A fresh, credible face or a Delhi elite out of touch with ground realities? As East Delhi MP Gautam Gambhir makes a push for state BJP leadership, particularly after the performance of his Lok Sabha constituency in the MCD polls, he will face tough challenges from within the state unit.
While the BJP lost the race to the AAP, managing to take home 104 of 250 seats, its ward-wise performance in Delhi’s seven Lok Sabha constituencies, each ruled by a BJP MP, paints an uneven picture. It performed the best in Gambir’s constituency of East Delhi, winning 22 of 36 wards — over 61%. The BJP performance was next best in Lok Sabha constituencies under Harsh Vardhan (Chandni Chowk) and Manoj Tiwari (Northeast Delhi).
From Gambhir’s camp, the message is clear. “He wants to take Arvind Kejriwal head on in the 2025 Assembly elections, and that’s possible only if he has ample time to work till then,” said a source close to him.
Sources close to him also said that BL Santhosh, BJP’s national general secretary (org), who closely oversaw the party’s Delhi campaign, called Gambhir on Wednesday night.
“Once (Home Minister) Amit Shah is back in Delhi, we will impress upon him to consider letting Gambhir take the reins of the Delhi BJP,” said a source.
Sources close to him insisted that other senior leaders in the party have all had their shot at leadership positions within the Delhi unit, but the party has struggled to perform outside of the Lok Sabha polls. “It is time for them to move aside, perhaps into mentorship roles, and let someone young take control,” he said, explaining that Gambhir’s “clean image” will be an asset in challenging Kejriwal.
However, Gambhir’s ambitions are likely to run into stiff opposition.

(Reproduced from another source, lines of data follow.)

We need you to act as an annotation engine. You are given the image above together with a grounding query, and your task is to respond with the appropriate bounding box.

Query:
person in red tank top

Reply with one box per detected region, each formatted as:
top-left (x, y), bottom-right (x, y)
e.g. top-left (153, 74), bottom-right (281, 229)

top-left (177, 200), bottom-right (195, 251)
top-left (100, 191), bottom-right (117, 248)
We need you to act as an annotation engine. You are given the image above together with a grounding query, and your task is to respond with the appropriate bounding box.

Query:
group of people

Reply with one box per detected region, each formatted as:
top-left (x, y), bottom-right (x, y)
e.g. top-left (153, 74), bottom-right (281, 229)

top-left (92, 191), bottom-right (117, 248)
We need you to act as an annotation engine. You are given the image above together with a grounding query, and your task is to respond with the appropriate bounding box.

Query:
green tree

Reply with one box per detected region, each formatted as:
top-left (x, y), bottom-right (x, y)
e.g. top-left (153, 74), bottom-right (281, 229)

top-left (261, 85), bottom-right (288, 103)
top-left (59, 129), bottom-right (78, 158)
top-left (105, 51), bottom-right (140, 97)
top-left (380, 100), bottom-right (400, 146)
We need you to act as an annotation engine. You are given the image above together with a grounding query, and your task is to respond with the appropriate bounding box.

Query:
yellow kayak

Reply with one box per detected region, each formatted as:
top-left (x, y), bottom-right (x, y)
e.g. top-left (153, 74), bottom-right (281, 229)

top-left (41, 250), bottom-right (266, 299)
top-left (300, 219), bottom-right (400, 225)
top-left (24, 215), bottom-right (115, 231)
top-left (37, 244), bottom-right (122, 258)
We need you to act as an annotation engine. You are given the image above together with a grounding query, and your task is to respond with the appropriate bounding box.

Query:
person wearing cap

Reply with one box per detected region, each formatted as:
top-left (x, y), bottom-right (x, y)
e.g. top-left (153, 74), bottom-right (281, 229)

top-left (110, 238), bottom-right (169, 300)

One senior leader said the “tall claims from Gambhir’s office” were “just false”. “Senior party leaders like Amit Shah are busy in Gujarat and Himachal… In fact, during the MCD councillors’ ticket meet, he pushed for 10 tickets for his candidates. Had the party listened to him, it would have seen a great loss in the constituency,” he said.
He added, “In the last polls, the party won 29 seats from East Delhi. BJP has always had a stronghold in Jamuna Paar and Shahdra, thanks to leaders like Harish Singh, Manoj Tiwari, Kuljeet Chahal, OP Sharma and Virendra Sachdeva.”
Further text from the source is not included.